Chesapeake Crab Cakes

Chesapeake Crab Cakes

Preparation Time: 20 min
Cooking Time: 10 min
Serves 8

  • 1 lb. Reese Jumbo Lump Crabmeat
  • 1 large egg
  • 3 tbsp. mayonnaise
  • 1 tsp. Dijon mustard
  • 1½ tsp. Worcestershire sauce
  • Juice of ½ lemon
  • 3 – 4 dashes hot sauce (optional)
  • ¼ tsp. garlic powder
  • ½ tsp. paprika
  • 3 tbsp. red bell pepper, diced finely
  • 3 tbsp. celery, diced finely
  • ⅓ cup green onion, sliced finely (about 3 – 4)
  • 1 tbsp. chopped parsley, fresh or dried
  • ⅔ cup cracker crumbs, crushed (Butter Crackers or Saltines)
  • Canola or vegetable oil for frying
  • Reese Tartar Sauce for dipping
  • Lemon slices to serve
  • Salt and pepper, to taste


Sail away to the coast of Maryland with these classic crab cakes, straight from the Chesapeake Bay! 

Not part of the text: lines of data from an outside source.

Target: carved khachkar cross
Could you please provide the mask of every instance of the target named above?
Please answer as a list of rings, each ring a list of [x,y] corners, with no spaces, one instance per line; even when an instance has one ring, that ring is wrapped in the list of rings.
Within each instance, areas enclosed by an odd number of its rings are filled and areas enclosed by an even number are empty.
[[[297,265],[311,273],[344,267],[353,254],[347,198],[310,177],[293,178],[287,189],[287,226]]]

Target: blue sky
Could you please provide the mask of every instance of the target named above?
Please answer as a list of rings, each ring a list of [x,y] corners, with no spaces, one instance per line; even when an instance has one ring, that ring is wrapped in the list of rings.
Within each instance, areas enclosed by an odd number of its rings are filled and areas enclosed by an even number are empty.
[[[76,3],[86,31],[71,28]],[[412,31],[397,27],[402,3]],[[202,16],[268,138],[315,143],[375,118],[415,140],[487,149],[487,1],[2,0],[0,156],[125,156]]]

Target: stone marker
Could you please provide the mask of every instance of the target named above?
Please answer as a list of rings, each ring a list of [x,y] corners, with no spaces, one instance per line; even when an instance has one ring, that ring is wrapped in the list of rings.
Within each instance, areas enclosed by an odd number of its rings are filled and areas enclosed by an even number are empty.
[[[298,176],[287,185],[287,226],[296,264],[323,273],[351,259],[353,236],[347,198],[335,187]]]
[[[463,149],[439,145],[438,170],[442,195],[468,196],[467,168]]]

1. Place crabmeat in a strainer and squeeze out excess liquid.
2. In a medium-sized mixing bowl, combine egg, mayonnaise, mustard, Worcestershire sauce, lemon juice, hot sauce, garlic powder, paprika, and salt.
3. Add bell pepper, celery, green onion, and parsley to egg mixture.
4. Add in drained crabmeat and mix until evenly coated.
5. Gently fold cracker crumbs into mixture.
6. Cover and refrigerate for at least 30 minutes.
7. Using ⅓ cup of the mixture per serving, gently form patties.
8. Heat a large skillet on medium heat. Once warm, add olive oil to just coat pan.
9. Place crab cake in pan once oil starts to shimmer. Cook 3–5 minutes per side or until golden brown.
10. Remove crab cake from pan and place on plate lined with paper towel.
11. Serve piping hot with a wedge of lemon and tartar sauce to garnish.